The good news is that it’s easier than ever to get started. The tools and technology exist today to begin at the machine level itself. Costs are coming down dramatically. We ship Mazak CNC machines today with a Smooth Monitor feature that can connect with the shop floor manager or owner’s smartphone via the internet. Similarly, it’s becoming very easy to teach and program a robot.
What about cyber security?
Productivity and security are different but linked issues. But digital factories aren’t going to become commonplace unless there is strong security to protect the data that flows to and from the factory floor. This is a growing concern in the supply chain, but the issue is being addressed very aggressively.
What is Mazak’s role in the digitally connected factory?
We’ve been at the forefront of some of the world’s most advanced multi-tasking turning and milling machines since 1974. Our focus today is on four key areas that will define the factories of tomorrow. One is preparing for the digitally connected factory – something we’re doing in our own manufacturing facilities in Japan and Kentucky with the Mazak iSMART Factory concept. These facilities apply the MTConnect open communications protocol and process support software to provide connectivity and the capability to monitor and harvest data from factory floor machines, cells, devices and processes.

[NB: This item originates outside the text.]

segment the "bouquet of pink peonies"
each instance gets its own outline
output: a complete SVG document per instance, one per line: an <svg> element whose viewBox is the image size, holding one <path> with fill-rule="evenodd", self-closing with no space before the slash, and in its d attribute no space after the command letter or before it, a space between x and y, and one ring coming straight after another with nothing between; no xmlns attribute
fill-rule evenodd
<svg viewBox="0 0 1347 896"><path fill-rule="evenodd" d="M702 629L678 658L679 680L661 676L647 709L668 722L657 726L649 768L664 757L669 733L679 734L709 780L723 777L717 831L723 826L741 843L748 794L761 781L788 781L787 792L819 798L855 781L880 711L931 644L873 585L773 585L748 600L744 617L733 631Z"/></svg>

Mazak’s goal is to simplify automation with low-cost plug-and-play material handling as well as to offer solutions such as robots and multi-pallet pool systems that expand the concept of multi-tasking. The concept of multi-taskinginvolves machines that perform multiple operations – milling, turning and even additive part feature building – to complete parts in one machine setup. This is a more precise way of making parts than the traditional method of moving a part from one machine to another that requires refixturing at each step.
Lastly, we are strongly focused on the application of 3D printing/additive manufacturing. This technology is evolving very quickly. The engineering community is used to whittling away a piece of metal to form a part. 3D printing grows the part out of thin air. There’s a new set of manufacturing rules, and there’s endless opportunity for new applications. Our hybrid five-axis multitasking machines, for example, cut metal but also utilize a special cladding head that can add material to an existing substrate or component.